26 CFR 57.4 – Fee calculation
(a) Fee components—(1) In general. For every fee year, the IRS will calculate a covered entity’s allocated fee as described in this section.
Terms Used In 26 CFR 57.4
- Beneficiary: A person who is entitled to receive the benefits or proceeds of a will, trust, insurance policy, retirement plan, annuity, or other contract. Source: OCC
- Oversight: Committee review of the activities of a Federal agency or program.
(2) Calculation of net premiums written. Each covered entity’s allocated fee for any fee year is equal to an amount that bears the same ratio to the applicable amount as the covered entity’s net premiums written for health insurance of United States health risks during the data year taken into account bears to the aggregate net premiums written for health insurance of United States health risks of all covered entities during the data year taken into account.
(3) Applicable amount. The applicable amounts for fee years are—
Fee year | Applicable amount |
---|---|
2014 | $8,000,000,000 |
2015 | $11,300,000,000 |
2016 | $11,300,000,000 |
2017 | $13,900,000,000 |
2018 | $14,300,000,000 |
2019 and thereafter | The applicable amount in the preceding fee year increased by the rate of premium growth (within the meaning of section 36B(b)(3)(A)(ii)). |
(4) Net premiums written taken into account—(i) In general. A covered entity’s net premiums written for health insurance of United States health risks during any data year are taken into account as follows:
Covered entity’s net premiums written during the data year that are: | Percentage of net premiums written taken into account is: |
---|---|
Not more than $25,000,000 | 0 |
More than $25,000,000 but not more than $50,000,000 | 50 |
More than $50,000,000 | 100 |
(ii) Controlled groups. In the case of a controlled group, paragraph (a)(4)(i) of this section applies to all net premiums written for health insurance of United States health risks during the data year, in the aggregate, of the entire controlled group, except that any net premiums written by any member of the controlled group that is a nonprofit corporation meeting the requirements of § 57.2(b)(2)(iii) or a voluntary employees’ beneficiary association meeting the requirements of § 57.2(b)(2)(iv) are not taken into account.
(iii) Partial exclusion for certain exempt activities. After the application of paragraph (a)(4)(i) of this section, if the covered entity (or any member of a controlled group treated as a single covered entity) is exempt from Federal income tax under section 501(a) and is described in section 501(c)(3), (4), (26), or (29) as of December 31st of the data year, then only 50 percent of its remaining net premiums written for health insurance of United States health risks that are attributable to its exempt activities (and not to activities of an unrelated trade or business as defined in section 513) during the data year are taken into account. If an entity to which this partial exclusion applies is a member of a controlled group, then the partial exclusion applies to that entity after first applying paragraph (a)(4)(i) on a pro rata basis to all members of the controlled group.

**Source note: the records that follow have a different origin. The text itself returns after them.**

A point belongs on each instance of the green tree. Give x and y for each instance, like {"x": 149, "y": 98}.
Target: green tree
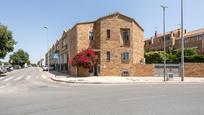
{"x": 154, "y": 57}
{"x": 174, "y": 56}
{"x": 19, "y": 58}
{"x": 6, "y": 41}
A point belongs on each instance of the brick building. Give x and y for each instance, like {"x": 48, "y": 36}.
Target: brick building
{"x": 191, "y": 39}
{"x": 117, "y": 40}
{"x": 156, "y": 42}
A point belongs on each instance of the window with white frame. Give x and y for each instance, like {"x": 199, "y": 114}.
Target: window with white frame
{"x": 125, "y": 56}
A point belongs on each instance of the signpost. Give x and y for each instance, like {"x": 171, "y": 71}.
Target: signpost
{"x": 56, "y": 57}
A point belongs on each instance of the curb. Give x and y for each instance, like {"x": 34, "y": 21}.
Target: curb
{"x": 79, "y": 82}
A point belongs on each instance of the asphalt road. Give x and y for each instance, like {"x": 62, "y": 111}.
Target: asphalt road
{"x": 30, "y": 92}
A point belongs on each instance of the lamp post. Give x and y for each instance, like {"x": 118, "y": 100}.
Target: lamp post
{"x": 48, "y": 54}
{"x": 182, "y": 44}
{"x": 164, "y": 9}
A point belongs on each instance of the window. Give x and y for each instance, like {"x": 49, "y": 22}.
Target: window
{"x": 63, "y": 43}
{"x": 91, "y": 35}
{"x": 108, "y": 56}
{"x": 108, "y": 34}
{"x": 125, "y": 56}
{"x": 125, "y": 33}
{"x": 126, "y": 36}
{"x": 125, "y": 73}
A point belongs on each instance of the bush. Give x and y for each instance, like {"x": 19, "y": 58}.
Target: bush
{"x": 174, "y": 56}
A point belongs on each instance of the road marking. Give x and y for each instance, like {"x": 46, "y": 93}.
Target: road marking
{"x": 7, "y": 79}
{"x": 143, "y": 97}
{"x": 44, "y": 77}
{"x": 28, "y": 77}
{"x": 2, "y": 86}
{"x": 2, "y": 78}
{"x": 18, "y": 78}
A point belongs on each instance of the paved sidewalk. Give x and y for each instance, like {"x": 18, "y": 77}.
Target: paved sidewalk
{"x": 55, "y": 76}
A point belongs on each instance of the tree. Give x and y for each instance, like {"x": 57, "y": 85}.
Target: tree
{"x": 6, "y": 41}
{"x": 85, "y": 59}
{"x": 174, "y": 56}
{"x": 19, "y": 58}
{"x": 154, "y": 57}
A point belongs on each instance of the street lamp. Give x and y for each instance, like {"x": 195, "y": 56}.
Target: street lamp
{"x": 164, "y": 9}
{"x": 48, "y": 54}
{"x": 182, "y": 44}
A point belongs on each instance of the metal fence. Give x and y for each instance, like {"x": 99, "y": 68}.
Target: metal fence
{"x": 173, "y": 69}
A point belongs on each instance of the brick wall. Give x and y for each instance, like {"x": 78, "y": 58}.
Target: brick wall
{"x": 194, "y": 69}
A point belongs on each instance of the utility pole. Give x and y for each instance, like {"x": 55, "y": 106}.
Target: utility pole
{"x": 182, "y": 44}
{"x": 48, "y": 54}
{"x": 164, "y": 36}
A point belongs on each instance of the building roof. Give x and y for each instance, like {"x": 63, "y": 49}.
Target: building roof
{"x": 161, "y": 34}
{"x": 195, "y": 32}
{"x": 107, "y": 16}
{"x": 119, "y": 14}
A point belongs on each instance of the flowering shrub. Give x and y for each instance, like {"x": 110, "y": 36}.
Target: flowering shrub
{"x": 86, "y": 59}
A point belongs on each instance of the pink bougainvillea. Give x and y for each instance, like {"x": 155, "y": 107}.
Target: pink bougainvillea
{"x": 86, "y": 59}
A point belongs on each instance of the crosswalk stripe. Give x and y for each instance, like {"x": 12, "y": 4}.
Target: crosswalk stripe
{"x": 18, "y": 78}
{"x": 2, "y": 78}
{"x": 7, "y": 79}
{"x": 28, "y": 77}
{"x": 2, "y": 86}
{"x": 44, "y": 77}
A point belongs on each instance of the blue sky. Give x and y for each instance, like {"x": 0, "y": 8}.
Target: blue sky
{"x": 26, "y": 18}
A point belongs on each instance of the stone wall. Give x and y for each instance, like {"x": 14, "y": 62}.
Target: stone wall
{"x": 194, "y": 69}
{"x": 115, "y": 46}
{"x": 142, "y": 70}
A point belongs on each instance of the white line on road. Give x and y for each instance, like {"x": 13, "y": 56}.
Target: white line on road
{"x": 2, "y": 78}
{"x": 18, "y": 78}
{"x": 7, "y": 79}
{"x": 28, "y": 77}
{"x": 44, "y": 77}
{"x": 143, "y": 97}
{"x": 2, "y": 86}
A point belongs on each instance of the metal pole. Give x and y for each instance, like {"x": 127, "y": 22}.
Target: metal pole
{"x": 182, "y": 44}
{"x": 164, "y": 26}
{"x": 46, "y": 28}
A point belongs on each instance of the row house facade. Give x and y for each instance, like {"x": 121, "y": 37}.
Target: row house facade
{"x": 156, "y": 42}
{"x": 117, "y": 40}
{"x": 173, "y": 40}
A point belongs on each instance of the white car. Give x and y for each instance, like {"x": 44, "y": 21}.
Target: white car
{"x": 45, "y": 68}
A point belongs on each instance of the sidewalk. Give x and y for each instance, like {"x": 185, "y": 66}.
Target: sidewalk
{"x": 55, "y": 76}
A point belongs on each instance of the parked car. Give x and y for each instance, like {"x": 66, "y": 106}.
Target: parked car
{"x": 45, "y": 68}
{"x": 3, "y": 69}
{"x": 9, "y": 68}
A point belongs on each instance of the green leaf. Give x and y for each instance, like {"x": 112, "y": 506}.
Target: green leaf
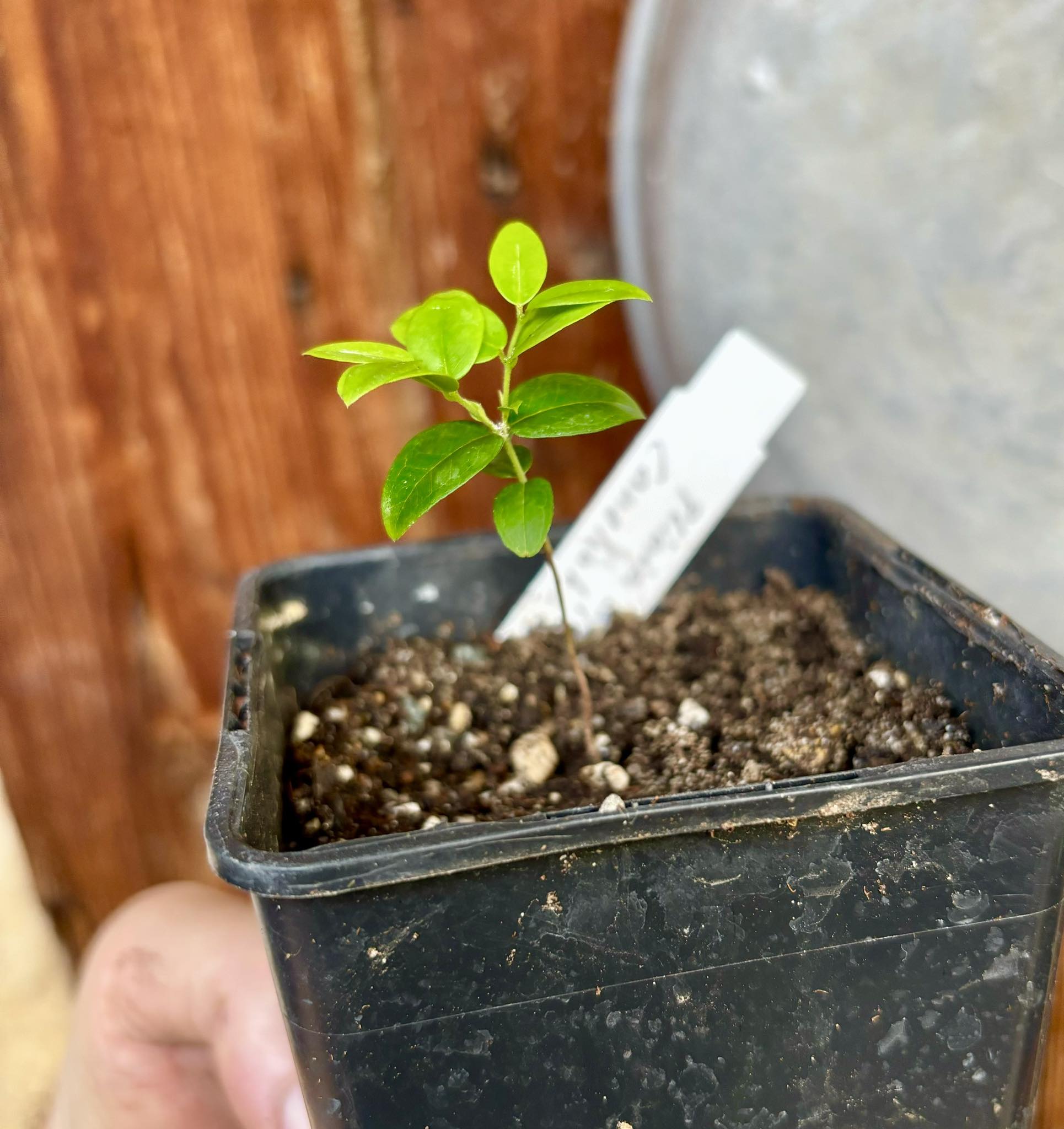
{"x": 565, "y": 404}
{"x": 494, "y": 336}
{"x": 432, "y": 465}
{"x": 445, "y": 331}
{"x": 523, "y": 513}
{"x": 588, "y": 292}
{"x": 358, "y": 380}
{"x": 502, "y": 466}
{"x": 518, "y": 262}
{"x": 560, "y": 307}
{"x": 400, "y": 326}
{"x": 358, "y": 353}
{"x": 545, "y": 323}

(b) Determination of net premiums written—(1) In general. The IRS will determine net premiums written for health insurance of United States health risks for each covered entity based on the Form 8963, “Report of Health Insurance Provider Information,” submitted by each covered entity, together with any other source of information available to the IRS. Other sources of information that the IRS may use to determine net premiums written for each covered entity include the SHCE, which supplements the annual statement filed with the NAIC pursuant to State law, the annual statement itself or the Accident and Health Policy Experience filed with the NAIC, the MLR Annual Reporting Form filed with the Center for Medicare & Medicaid Services’ Center for Consumer Information and Insurance Oversight of the U.S. Department of Health and Human Services, or any similar statements filed with the NAIC, with any State government, or with the Federal government pursuant to applicable State or Federal requirements.
(2) Presumption for United States health risks. For any covered entity that files the SHCE with the NAIC, the entire amount reported on the SHCE as direct premiums written will be considered to be for health insurance of United States health risks as described in § 57.2(n) (subject to any applicable exclusions for amounts that are not health insurance as described in § 57.2(h)(2)) unless the covered entity can demonstrate otherwise.
(c) Determination of amounts taken into account. (1) For each fee year and for each covered entity, the IRS will calculate the net premiums written for health insurance of United States health risks taken into account during the data year. The resulting number is the numerator of the fraction described in paragraph (d)(1) of this section.
(2) For each fee year, the IRS will calculate the aggregate net premiums written for health insurance of United States health risks taken into account for all covered entities during the data year. The resulting number is the denominator of the fraction described in paragraph (d)(2) of this section.
(d) Allocated fee calculated. For each covered entity for each fee year, the IRS will calculate the covered entity’s allocated fee by multiplying the applicable amount from paragraph (a)(3) of this section by a fraction—
(1) The numerator of which is the covered entity’s net premiums written for health insurance of United States health risks during the data year taken into account (described in paragraph (c)(1) of this section); and
(2) The denominator of which is the aggregate net premiums written for health insurance of United States health risks for all covered entities during the data year taken into account (described in paragraph (c)(2) of this section).